To return to my first point, DeSantis is a well-liked politician among this slice of the Republican electorate. But Trump is the leader of a movement, not just a mere politician, a difference that comes across when speaking to GOP voters.
“I think he has something to finish,” Janet Niemeyer, the Pittsburgh great-grandmother told me.
After investing so much time and energy in supporting Trump over the past seven years, these voters were not ready to quit now. They believed the U.S. is in a “spiritual civil war,” as multiple speakers at the conference said, and that Trump was the sole candidate with the backbone to carry the GOP across the finish line.
“He is being hunted. He was in office for four years, and every day — for 365 days, times four — they were after him,” Tamu Davenport, of Baltimore, said. “I don’t know that anybody else is built for that.”

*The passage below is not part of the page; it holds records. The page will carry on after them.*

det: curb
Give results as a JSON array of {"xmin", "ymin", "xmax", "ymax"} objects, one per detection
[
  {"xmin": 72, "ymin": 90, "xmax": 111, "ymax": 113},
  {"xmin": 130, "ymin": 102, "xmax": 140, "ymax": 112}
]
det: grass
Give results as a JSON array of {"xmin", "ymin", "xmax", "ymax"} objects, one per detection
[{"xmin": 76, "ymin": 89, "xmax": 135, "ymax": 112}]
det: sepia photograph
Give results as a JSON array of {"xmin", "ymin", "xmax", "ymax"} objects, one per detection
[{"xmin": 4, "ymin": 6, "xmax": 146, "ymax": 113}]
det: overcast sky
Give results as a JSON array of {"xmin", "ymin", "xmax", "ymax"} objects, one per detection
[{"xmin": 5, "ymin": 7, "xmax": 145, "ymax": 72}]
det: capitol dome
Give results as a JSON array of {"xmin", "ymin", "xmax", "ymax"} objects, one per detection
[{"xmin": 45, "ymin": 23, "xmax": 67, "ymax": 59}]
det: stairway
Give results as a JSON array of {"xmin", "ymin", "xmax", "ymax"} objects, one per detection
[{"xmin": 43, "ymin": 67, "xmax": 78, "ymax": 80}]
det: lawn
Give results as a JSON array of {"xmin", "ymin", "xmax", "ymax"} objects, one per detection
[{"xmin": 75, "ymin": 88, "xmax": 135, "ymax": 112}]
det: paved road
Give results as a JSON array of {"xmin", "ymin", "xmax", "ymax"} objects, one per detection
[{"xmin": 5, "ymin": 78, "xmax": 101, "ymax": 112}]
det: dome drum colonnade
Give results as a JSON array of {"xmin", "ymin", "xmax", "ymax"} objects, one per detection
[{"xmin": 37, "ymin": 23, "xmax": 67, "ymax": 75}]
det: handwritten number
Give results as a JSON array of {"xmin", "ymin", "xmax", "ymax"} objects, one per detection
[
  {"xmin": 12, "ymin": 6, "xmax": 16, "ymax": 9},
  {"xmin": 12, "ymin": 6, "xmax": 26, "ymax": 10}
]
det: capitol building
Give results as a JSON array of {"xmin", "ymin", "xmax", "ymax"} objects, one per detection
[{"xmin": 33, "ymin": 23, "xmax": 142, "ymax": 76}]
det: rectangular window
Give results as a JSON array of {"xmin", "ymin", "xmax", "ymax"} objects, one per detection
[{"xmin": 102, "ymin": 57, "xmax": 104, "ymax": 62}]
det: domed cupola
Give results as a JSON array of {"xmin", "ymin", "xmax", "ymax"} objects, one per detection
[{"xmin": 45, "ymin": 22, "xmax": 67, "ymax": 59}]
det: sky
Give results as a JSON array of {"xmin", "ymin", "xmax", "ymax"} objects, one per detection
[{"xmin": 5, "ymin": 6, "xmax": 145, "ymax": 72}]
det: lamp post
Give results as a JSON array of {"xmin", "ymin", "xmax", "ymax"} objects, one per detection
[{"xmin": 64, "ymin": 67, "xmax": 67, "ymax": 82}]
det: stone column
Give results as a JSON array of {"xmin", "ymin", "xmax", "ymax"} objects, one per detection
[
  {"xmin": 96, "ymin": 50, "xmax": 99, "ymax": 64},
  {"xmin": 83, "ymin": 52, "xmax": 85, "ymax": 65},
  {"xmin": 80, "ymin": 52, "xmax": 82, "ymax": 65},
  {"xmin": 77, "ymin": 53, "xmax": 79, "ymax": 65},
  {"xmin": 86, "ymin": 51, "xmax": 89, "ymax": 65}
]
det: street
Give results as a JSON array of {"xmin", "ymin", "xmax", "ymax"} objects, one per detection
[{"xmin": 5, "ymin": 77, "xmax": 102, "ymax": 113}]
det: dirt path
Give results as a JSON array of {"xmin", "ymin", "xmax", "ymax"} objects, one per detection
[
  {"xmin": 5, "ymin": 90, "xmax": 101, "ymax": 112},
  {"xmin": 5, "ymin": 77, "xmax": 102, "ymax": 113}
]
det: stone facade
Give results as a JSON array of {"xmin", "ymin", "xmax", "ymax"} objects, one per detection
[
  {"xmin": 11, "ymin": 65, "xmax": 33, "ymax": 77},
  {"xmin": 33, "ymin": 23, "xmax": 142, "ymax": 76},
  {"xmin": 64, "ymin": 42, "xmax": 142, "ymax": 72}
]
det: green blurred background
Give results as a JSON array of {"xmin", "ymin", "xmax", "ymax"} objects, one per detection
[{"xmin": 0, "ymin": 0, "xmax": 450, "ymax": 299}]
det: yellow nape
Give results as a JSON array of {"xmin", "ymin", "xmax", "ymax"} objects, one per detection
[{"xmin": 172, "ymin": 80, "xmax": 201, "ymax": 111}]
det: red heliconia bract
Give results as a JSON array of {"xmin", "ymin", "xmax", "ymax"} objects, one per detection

As Trump crowed from the stage on Saturday: “I’m probably the only president who’s been indicted and my numbers went up!”
More news you should know
RUSSIA: “As the dust settled on the most serious challenge in decades to Russian President Vladimir Putin’s authority, Washington and its allies struggled to make sense of a head-spinning series of historic events that saw mercenary forces race up a highway to within 120 miles of Moscow on Saturday, then abruptly turn back after their leader, Yevgeniy Prigozhin, agreed to stand down and go to Belarus for an uncertain exile.” — Washington Post
TRUMP INC: “Facing multiple intensifying investigations, former President Donald J. Trump has quietly begun diverting more of the money he is raising away from his 2024 presidential campaign and into a political action committee that he has used to pay his personal legal fees.” — New York Times
RACE TO WATCH: “Delaware Democrat Sarah McBride, who in 2020 became the nation’s first openly transgender state senator, is setting out to make history again – this time as the first out transgender person elected to Congress.” — The Hill
Today’s political planner
All times Eastern.
President Biden will deliver remarks at 11:45 a.m. on expanding high-speed internet access. Later, he will have lunch with Vice President Harris.
The House and Senate are both on recess this week.
The Supreme Court will release orders at 9:30 a.m. Later this week, the justices are expected to deliver opinions in the term’s most highly anticipated cases, on affirmative action, student loans, LGBT rights, and the “independent state legislature theory.”